The housing supply and affordability crisis is big news these days – and rightly so. Without adequate housing, individuals and families will end up leaving our cities and our economy will suffer.
One big question is how many homes need to be built every year to make them affordable. Another is how many can we build and how quickly.
A couple of years ago, Ontario set a target of building 1.5 million homes by 2031, which was admirable and based on demographics and peer reviewed research. Disturbingly, the figure is likely now much higher.
According to modeling done by the Canadian Centre for Economic Analysis, Ontario needs 1.78 million homes over 10 years while the Canada Mortgage and Housing Corporation reckons 1.85 million homes are needed to get prices down to 2003-04 levels when the average house cost $500,000.
Those are hefty increases from the number we’re presently building.
Last year, the residential construction industry in Ontario built about 96,000 new units. Traditionally, the industry has averaged about 75,000 units a year. To reach the provincial target alone, we’d have to essentially double our average annual production. Nationwide, financial services firm Desjardins figures that the country needs 100,000 more annual housing starts per year.
Either way you cut it then, we are not cutting it.
However, I do believe that, given the right tools and circumstances, the residential construction industry can meet the challenge and boost production to meet the targets.
But we must play to perfection. In other words, we really need to turn on all the taps. Unfortunately, we are not there yet.
We must focus on offsite construction, modular housing, panelized housing, and we have to get immigration right as we need the proper types of skilled trades to build the housing.
We must also remove the stigma around the trades and get parents and educators to realize that the trades are a great career option. Not everybody wants to pursue a post-secondary education. The trades are perfect for those who prefer to work with their hands – and they get to earn while they learn.
Additionally, we must clear pathways for young people, women and individuals from underrepresented groups to get into the trades.
And we must remove the barriers that prevent new housing from getting built in a timely fashion. The approval processes have not improved, and urgent action is needed on this front now, not tomorrow.
Meanwhile, for the situation to truly change, it must be understood that the residential development industry and builders are not the enemy. They are the partners for a solution.
If we are able to do and accomplish all these things, I believe we can build the homes that are needed.
I discussed this very subject on a podcast with Marlon Bray, Senior Director of Cost Consulting at Altus Group, and Ray Wong, Market Intelligence Leader at the company.
Many of the hurdles preventing the industry from building more homes are systemic.
In the Toronto area, for example, we have a growth plan that ignores demographics to a large extent. The other problem is the approvals process itself. We’ve calculated there could be up to 45 different government bodies and agencies involved in the decision-making process on a new project. In other words, there are simply too many cooks in the kitchen of the housing market.

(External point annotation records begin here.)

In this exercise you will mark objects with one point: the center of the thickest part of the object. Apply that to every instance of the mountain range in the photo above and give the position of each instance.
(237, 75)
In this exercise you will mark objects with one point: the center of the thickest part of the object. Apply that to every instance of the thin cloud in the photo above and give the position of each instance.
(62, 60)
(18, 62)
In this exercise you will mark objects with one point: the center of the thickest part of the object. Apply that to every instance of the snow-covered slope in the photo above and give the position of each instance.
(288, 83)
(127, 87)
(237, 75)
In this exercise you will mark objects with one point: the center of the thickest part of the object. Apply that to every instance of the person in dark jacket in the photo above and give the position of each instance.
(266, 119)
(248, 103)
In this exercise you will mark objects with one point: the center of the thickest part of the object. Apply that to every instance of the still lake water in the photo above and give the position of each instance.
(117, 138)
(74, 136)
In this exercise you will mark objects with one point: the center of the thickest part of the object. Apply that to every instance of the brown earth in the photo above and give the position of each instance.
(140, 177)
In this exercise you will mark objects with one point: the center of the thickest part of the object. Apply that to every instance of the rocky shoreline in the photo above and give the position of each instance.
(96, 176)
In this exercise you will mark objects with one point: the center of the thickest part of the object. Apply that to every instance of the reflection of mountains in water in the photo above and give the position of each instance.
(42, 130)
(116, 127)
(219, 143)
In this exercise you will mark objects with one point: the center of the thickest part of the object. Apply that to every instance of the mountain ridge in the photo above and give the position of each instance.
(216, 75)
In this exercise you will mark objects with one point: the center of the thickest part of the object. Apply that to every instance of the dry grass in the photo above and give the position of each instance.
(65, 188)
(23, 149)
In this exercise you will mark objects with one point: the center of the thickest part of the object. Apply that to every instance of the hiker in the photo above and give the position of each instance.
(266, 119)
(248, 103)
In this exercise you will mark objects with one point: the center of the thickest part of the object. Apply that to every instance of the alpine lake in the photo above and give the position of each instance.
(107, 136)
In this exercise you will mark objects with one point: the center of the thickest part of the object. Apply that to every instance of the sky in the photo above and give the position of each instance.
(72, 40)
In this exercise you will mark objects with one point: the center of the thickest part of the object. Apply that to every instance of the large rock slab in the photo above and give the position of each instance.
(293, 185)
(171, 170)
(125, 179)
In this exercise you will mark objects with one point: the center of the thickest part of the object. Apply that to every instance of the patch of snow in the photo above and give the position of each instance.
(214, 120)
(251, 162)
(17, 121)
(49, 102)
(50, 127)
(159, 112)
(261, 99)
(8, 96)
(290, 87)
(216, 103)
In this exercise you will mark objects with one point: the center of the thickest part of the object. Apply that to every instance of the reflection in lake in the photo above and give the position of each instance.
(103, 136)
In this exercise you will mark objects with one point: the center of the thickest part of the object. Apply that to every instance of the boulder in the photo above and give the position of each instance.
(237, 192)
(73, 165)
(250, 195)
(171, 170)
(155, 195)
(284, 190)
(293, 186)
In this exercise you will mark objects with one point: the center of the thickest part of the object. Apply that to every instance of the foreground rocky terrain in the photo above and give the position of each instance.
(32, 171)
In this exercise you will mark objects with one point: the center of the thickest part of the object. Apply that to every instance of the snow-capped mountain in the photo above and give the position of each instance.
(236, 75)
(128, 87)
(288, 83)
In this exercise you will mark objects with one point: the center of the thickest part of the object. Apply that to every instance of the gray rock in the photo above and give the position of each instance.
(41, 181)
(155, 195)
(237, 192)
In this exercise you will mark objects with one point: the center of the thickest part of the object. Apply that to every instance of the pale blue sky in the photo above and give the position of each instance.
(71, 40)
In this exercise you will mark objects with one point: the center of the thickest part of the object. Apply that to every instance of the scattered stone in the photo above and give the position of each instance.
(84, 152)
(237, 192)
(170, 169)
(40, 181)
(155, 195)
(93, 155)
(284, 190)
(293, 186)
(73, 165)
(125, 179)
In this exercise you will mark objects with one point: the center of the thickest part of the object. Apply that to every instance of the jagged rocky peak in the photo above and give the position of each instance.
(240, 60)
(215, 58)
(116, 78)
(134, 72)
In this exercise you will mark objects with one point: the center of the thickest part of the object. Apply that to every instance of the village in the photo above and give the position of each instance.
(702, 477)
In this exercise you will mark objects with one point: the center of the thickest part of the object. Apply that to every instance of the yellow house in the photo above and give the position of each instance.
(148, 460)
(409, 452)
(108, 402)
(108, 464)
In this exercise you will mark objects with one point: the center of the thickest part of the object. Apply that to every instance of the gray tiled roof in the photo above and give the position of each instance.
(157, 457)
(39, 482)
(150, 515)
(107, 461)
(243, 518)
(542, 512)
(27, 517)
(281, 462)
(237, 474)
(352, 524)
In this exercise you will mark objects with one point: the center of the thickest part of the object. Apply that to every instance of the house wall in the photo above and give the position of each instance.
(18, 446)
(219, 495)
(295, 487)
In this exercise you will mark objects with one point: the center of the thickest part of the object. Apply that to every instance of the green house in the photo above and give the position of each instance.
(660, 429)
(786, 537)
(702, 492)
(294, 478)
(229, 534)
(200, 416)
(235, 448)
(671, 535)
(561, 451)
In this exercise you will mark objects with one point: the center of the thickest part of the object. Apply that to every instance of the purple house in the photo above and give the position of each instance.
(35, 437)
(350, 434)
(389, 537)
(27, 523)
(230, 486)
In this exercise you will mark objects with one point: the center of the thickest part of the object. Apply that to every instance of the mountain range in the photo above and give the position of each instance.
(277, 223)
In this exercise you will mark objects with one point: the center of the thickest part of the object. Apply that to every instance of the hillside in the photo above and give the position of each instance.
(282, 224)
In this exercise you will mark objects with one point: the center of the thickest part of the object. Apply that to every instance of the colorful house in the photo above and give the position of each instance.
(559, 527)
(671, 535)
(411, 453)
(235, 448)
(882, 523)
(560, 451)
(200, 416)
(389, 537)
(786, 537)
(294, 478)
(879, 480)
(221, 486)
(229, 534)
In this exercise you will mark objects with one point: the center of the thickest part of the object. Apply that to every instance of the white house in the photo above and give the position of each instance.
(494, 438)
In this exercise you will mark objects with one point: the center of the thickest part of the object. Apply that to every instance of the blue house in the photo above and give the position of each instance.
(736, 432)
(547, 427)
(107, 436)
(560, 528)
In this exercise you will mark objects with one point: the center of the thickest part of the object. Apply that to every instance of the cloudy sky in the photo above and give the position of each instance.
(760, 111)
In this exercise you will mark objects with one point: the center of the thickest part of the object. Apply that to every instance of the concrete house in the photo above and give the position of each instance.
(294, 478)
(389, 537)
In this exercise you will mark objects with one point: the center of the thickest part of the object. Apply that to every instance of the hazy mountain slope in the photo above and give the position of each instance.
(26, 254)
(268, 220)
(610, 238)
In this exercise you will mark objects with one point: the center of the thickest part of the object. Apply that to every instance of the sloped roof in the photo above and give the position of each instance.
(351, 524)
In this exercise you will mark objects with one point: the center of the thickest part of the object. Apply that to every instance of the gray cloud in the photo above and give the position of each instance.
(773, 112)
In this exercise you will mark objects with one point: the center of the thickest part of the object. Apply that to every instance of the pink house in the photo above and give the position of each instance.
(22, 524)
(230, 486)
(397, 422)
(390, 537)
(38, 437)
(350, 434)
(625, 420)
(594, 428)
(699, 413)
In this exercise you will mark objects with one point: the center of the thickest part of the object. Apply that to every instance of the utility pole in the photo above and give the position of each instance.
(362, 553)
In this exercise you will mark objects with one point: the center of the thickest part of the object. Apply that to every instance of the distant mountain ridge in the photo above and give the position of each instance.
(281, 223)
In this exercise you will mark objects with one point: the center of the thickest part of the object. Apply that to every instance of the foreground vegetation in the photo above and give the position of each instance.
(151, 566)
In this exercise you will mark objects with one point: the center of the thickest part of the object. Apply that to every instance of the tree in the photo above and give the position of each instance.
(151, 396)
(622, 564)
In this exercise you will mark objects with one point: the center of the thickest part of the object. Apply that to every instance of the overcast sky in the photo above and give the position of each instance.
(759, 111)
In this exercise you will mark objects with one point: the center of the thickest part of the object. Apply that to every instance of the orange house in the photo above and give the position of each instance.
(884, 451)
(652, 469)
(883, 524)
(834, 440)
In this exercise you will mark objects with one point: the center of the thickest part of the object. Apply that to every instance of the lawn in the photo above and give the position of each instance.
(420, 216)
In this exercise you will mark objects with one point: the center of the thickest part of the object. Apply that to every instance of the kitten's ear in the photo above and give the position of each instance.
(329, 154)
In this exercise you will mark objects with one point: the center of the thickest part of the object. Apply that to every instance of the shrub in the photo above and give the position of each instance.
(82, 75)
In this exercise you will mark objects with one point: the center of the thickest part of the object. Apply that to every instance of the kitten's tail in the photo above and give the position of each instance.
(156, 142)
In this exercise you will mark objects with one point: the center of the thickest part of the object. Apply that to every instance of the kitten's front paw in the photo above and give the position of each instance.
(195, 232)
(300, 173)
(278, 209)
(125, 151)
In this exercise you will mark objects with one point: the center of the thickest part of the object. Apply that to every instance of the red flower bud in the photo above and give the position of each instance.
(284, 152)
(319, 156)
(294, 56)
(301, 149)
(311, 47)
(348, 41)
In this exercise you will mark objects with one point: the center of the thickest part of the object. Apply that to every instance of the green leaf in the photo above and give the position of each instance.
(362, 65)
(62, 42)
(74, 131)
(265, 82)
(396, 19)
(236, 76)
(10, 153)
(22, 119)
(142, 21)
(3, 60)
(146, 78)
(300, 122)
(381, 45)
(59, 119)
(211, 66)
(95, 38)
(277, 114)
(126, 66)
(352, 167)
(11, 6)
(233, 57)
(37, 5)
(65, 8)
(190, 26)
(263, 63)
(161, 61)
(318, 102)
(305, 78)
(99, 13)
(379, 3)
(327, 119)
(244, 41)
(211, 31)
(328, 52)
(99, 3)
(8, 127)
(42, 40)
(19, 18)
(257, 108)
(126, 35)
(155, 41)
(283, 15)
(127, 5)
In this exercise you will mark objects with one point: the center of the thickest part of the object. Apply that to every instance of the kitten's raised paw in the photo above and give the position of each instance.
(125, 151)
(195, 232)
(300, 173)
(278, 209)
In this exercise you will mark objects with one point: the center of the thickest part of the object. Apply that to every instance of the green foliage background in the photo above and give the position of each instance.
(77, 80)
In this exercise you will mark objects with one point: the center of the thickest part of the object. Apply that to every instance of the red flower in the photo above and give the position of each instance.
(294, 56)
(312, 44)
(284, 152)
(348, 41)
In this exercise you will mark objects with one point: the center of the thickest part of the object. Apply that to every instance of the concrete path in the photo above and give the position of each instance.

To put this in perspective, Singapore, which is considered the most advanced jurisdiction in the world on building approvals, has 12 government bodies and agencies involved in the approvals process.
The more complex the approvals process, the slower it moves. As a result, it takes much longer than it should to get a project approved.
We must adopt technology and more modern systems and processes to speed up the approvals process, embrace collection of quality data to provided for better forecasting, decision-making and market agility, and run simulations to accurately gauge the consequences of actions being taken.
Another critical issue is the plethora of fees, levies and taxes imposed on new housing. The sector is severely over-taxed and regulated and is creating bottlenecks. We are taxing housing like we do alcohol or tobacco.
A report by the Canadian Centre for Economic Analysis found that taxes, fees and levies on a new house or condo now account for 31% of the cost. So, for example, if you’re buying a $1M home, $310,000 goes to taxes, fees and levies. Development charges on a two-bedroom condo in Toronto a decade ago were about $8,000 but today they’re $88,000. These disproportionate increases have inflated prices which are then handed down to owners and renters.
The biggest beneficiary of that tax system is the federal government, which gets about 39% of the loot. But in terms of public infrastructure investment in Ontario, they only account for 7.1%. The point here is that billions of dollars are going every year to the feds in new housing taxes but there is little return.
As the affordability problem intensifies and local residents and immigrants realize they can no longer live in the GTA, we are losing talent to Alberta and Atlantic Canada in droves.
There is a glimmer of hope, though.
The issue has been elevated and there now appears to be a great deal of discussion centered around the housing issue. More importantly, there appears to be greater thought going into how to put in place plans to fix the situation. However, implementation, now more than ever, is key.
The housing crisis didn’t materialize overnight. But over the last few years, all three levels of government have come to the realization that action is needed. How quickly they respond and what specific actions they take to boost housing and speed up the approvals process will be key.